Basic leucine zipper transcription factors mediate many, but not all SnRK1 effects on transcription. It remains to be studied which factors mediate the first, direct effect on gene expression and which genes are regulated by secondary mechanisms. Further studies will hopefully reveal a number of additional transcription factors involved in SnRK1 regulation of gene expression.
Sucrose-non-fermenting-1-related protein kinase-1 also affects enzymes by direct phosphorylation. For example, it inhibits the activity of HMG-CoA reductase, the rate-limiting step in sterol synthesis (Clarke and Hardie, 1990; Mackintosh et al., 1992). Two other enzymes were shown to be substrates of SnRK1, sucrose phosphate synthase (SPS), and nitrate reductase (NR; McMichael et al., 1995; Douglas et al., 1997) which are key biosynthetic enzymes involved in the control of nitrogen assimilation and sucrose synthesis (Figure 3).
In addition to transcriptional changes and direct phosphorylation, SnRK1 was recently shown to activate a miRNA pathway (Confraria et al., 2013). Some of the candidate miRNA targets can be connected to the SnRK1 pathway and miRNAs can therefore be placed as components of the SnRK1 signaling pathway, as they regulate mRNA targets and possibly tune down specific cellular processes during the stress response (Figure 3). Most of the affected genes correspond to genes related to ribosomal proteins (RPs) and translation, which is in accordance with the role of SnRK1 as a repressor of biosynthetic processes and as a modulator of energy metabolism (Baena-González et al., 2007; Baena-González and Sheen, 2008). In animals there seems to be a link between miRNAs and metabolism: AMPK activation was recently reported to induce the differential accumulation of multiple miRNAs (Liu et al., 2013a), suggesting that miRNAs could be possible common elements in diverse organisms for restoring homeostasis following stress (Confraria et al., 2013). A recent paper supports this view by showing a strong connection between the regulation of miRNA expression and glucose-mediated regulatory responses (Duarte et al., 2013). These recent findings make it clear that SnRK1 mode of action goes beyond direct phosphorylation or modulation of transcription and promise new discoveries to come on the interplay between multiple pathways in the regulation of the LES.

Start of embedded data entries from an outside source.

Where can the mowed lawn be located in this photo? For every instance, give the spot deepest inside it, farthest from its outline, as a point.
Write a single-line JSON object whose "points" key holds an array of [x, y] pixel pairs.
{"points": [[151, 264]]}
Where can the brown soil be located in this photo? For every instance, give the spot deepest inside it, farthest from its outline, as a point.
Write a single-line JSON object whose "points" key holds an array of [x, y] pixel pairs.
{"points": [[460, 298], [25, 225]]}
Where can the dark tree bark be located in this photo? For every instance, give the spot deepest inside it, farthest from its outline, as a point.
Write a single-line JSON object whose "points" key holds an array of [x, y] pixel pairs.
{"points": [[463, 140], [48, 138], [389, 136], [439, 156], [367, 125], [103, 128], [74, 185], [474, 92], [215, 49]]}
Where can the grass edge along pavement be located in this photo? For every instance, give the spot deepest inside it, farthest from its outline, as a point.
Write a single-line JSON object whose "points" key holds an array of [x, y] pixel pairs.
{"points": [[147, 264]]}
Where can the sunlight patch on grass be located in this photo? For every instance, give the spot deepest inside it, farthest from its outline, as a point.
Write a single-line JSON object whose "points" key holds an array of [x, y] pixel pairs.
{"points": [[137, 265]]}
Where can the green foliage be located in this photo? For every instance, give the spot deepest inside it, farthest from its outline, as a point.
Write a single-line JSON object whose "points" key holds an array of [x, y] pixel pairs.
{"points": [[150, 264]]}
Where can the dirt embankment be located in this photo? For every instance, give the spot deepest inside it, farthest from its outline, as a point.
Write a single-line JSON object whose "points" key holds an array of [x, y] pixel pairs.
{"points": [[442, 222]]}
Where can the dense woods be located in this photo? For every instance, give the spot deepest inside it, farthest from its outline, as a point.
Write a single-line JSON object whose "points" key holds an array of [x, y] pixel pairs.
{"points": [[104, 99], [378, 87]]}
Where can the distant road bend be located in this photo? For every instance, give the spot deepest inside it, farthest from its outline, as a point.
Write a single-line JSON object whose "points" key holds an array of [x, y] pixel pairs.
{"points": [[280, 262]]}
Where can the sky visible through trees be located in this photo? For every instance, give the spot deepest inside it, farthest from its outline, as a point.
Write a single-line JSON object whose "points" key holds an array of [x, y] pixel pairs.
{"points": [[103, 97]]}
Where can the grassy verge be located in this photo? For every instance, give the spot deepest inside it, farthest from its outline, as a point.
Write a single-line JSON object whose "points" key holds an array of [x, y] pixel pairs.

The TOR Kinase is Involved in LES
Another key component in this network is the serine/threonine kinase TOR. TOR kinase genes are present in every eukaryote genome analyzed so far and they share 40–60% sequence identity (De Virgilio and Loewith, 2006; Wullschleger et al., 2006). These large proteins are well described for their central roles in the energy signaling pathways of yeast, mammals and plants (Wullschleger et al., 2006; Robaglia et al., 2012). TOR is activated, in both yeast and mammals, by high amino acid levels, but inactivated under amino acid starvation (Jewell et al., 2013). In plants, TOR activity has been linked to cell and organ size, seed yield, and stress resistance (Ren et al., 2012) and it was suggested to play a role in the regulation of carbon partitioning and growth (Zhang et al., 2013). Furthermore, it has been shown that TOR and SnRK1 interact closely and act in opposite ways in the regulation of nutrient-driven processes like autophagy (Robaglia et al., 2012).
In yeast and mammals, TOR functions in two complexes with distinct functions, TOR complex 1 (TORC1) and TORC2, characterized by different interaction partners. Of these, only subunits of TORC1 (TOR, LST8/GbetaL and KOG1/RAPTOR) are present in the Arabidopsis genome (Figure 2; van Dam et al., 2011). Mutations that disrupt TOR or RAPTOR genes were shown to be embryo lethal (Menand et al., 2002; Deprost et al., 2005). In addition, the low sensitivity of the Arabidopsis TOR toward rapamycin (Xiong and Sheen, 2012; Caldana et al., 2013) makes the study of TOR signaling in plants more difficult than in other organisms, where the inhibitor was extensively used to study TOR functions (Wullschleger et al., 2006). Alternative approaches were developed including the expression of a yeast FKBP12 protein which confers rapamycin sensitivity (Sormani et al., 2007; Ren et al., 2012), modulation of TOR expression by overexpressor or RNA interference constructs (Deprost et al., 2007; Ren et al., 2011) and the expression of an inducible artificial microRNA targeting TOR (Caldana et al., 2013).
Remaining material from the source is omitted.